Hush puppies in heaven

I COMPLAINED that nobody has a fish fry anymore when I’m home in Esto, our traditional excuse for getting together with kinfolks and neighbors. My stepbrother Wayne said he still fished — just come on by on Saturday night. And so we did.
Wayne fries fish — plus French fries and hush puppies, of course — out under the barn in his back yard. It’s just up the Old Esto Road and across the state line in Black, Alabama. He invited some of his buddies from the Black Volunteer Fire Department, too, and we had a feast.

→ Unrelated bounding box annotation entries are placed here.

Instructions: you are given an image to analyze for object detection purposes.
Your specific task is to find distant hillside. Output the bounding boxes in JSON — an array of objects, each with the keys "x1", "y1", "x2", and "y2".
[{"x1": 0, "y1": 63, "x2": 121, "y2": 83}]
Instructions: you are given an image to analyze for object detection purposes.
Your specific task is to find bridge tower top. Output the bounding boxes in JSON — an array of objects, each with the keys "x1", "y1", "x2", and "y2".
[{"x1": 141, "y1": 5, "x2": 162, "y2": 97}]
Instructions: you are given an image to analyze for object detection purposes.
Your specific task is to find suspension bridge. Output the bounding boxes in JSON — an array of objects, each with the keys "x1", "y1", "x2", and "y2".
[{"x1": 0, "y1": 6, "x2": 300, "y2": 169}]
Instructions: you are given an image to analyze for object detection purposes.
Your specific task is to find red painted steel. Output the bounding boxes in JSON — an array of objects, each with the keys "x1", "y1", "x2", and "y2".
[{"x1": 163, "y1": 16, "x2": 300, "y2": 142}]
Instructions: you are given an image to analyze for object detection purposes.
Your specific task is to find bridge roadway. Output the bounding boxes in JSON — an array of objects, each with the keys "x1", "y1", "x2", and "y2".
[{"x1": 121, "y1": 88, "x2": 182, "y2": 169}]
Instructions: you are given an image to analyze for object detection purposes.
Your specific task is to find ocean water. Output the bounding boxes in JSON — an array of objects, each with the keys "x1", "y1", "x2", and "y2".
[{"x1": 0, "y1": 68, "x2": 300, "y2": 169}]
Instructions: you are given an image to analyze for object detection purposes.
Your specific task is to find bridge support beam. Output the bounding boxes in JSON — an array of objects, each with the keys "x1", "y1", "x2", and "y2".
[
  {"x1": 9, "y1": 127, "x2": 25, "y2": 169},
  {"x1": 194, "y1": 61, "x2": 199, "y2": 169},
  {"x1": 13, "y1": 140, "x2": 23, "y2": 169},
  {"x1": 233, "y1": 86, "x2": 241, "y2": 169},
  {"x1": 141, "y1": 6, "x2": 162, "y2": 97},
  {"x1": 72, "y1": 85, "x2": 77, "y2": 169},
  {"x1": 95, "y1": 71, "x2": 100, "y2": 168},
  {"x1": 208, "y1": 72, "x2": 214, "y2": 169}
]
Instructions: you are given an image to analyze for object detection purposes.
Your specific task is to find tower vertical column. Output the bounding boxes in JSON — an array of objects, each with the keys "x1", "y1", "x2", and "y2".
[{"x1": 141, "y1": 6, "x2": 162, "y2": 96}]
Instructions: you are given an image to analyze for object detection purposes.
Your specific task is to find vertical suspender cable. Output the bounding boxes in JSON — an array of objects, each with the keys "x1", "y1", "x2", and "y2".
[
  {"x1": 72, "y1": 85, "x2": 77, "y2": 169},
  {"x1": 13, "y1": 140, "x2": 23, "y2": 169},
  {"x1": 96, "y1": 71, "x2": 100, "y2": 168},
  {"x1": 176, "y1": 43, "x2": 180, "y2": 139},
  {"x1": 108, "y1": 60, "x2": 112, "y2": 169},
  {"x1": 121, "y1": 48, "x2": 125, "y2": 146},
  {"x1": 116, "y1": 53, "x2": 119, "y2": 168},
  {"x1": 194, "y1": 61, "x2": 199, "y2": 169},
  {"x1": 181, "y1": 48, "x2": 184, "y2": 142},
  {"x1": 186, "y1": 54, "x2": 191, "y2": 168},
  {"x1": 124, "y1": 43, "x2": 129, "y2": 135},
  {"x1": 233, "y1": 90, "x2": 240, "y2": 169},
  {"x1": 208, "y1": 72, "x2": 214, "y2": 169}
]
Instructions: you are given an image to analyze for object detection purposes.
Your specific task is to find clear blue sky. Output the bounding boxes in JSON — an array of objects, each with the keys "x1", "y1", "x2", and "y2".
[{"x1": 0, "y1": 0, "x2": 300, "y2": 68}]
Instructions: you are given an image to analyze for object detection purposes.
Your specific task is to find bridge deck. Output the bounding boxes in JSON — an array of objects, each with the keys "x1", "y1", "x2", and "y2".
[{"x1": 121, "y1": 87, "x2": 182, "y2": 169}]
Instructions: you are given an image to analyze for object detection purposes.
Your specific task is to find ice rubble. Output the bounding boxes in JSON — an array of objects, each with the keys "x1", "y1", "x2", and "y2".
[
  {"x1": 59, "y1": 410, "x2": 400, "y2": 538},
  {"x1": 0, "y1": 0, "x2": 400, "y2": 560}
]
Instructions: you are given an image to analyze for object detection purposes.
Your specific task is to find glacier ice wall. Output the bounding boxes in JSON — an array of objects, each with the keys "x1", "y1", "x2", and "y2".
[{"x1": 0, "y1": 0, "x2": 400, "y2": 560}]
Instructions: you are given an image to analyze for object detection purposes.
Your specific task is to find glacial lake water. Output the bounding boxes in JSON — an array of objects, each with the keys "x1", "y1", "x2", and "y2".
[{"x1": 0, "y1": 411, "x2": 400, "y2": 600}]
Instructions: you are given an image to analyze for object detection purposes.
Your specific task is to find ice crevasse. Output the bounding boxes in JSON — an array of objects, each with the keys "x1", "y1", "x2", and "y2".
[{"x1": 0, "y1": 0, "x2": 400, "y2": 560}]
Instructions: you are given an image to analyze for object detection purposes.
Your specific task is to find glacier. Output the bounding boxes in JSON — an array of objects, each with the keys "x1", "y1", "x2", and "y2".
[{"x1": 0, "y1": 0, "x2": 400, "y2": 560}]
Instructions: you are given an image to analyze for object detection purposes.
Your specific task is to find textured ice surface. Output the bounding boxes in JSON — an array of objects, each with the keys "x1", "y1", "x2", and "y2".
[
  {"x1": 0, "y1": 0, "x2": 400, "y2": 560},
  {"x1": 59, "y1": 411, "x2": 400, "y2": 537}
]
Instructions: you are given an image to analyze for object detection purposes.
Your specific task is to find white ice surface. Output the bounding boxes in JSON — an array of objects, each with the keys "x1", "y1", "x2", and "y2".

After we’d eaten, one of the firemen edged over to ask, “So you live in San Francisco?” Uh-oh, I thought, here we go with the gays again. But the bogeyman had changed. He fairly hissed: “Isn’t that where Nancy Pelosi is from?”
Wayne’s wife Lynne suggested a photo and slyly posed us in front of an Alabama banner with the stars and bars. “Show that to Nancy Pelosi,” said Wayne.

That was in 2018. Wayne promised there’d be more fish to fry when I made it home again. When I finally got back last fall, he had been diagnosed with lung cancer, the same fate that befell his father, Bill Henderson, my stepfather, after a lifetime of smoking. Bill insisted as he was dying that smoking had nothing to do with his medical problems and that if he had it all to do over, “I’d smoke ’em all again.” I asked Wayne if he felt the same. “I’d smoke one right now from here out to the highway,” he said as we sat on his front porch watching the sun set.
Our sister Cindi called to say that Wayne died this afternoon. I will miss him, and his hush puppies, and the way we managed to keep a connection despite the great distance between us.